P.: ¿Qué deben hacer los bancos provinciales en este contexto?


L.M.:
Incentivar el consumo interno, sostener el nivel de actividad interna. Pero cuando hay desconfianza y miedo es imposible que la gente no se guarde el dinero.

P.: Las tasas están altas...

L.M.: Producto de la coyuntura crítica. Con un shock de confianza las tasas bajan en una semana. El problema no es tanto la conflictividad social, sino cómo reacciona el gobierno ante la crisis, esto hace subir o bajar las tasas.

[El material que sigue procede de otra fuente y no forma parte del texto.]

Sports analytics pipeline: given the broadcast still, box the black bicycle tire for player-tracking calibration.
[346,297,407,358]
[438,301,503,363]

P.: ¿Por qué un banco debe pertenecer al Estado?


L.M.: A nosotros en este momento nos sirve a los intereses provinciales, a tal punto que el gobernador (Jorge Sobisch) ha soportado varios embates desde el Ministerio de Economía de la Nación para privatizarlo. Yo creo que si se privatiza va a empezar a responder a intereses que no serían los del conjunto de la sociedad. Nosotros estamos desviando el centro de la discusión: no se trata de si un banco es público o privado, sino de si es eficiente o no, y el Estado puede ser eficiente.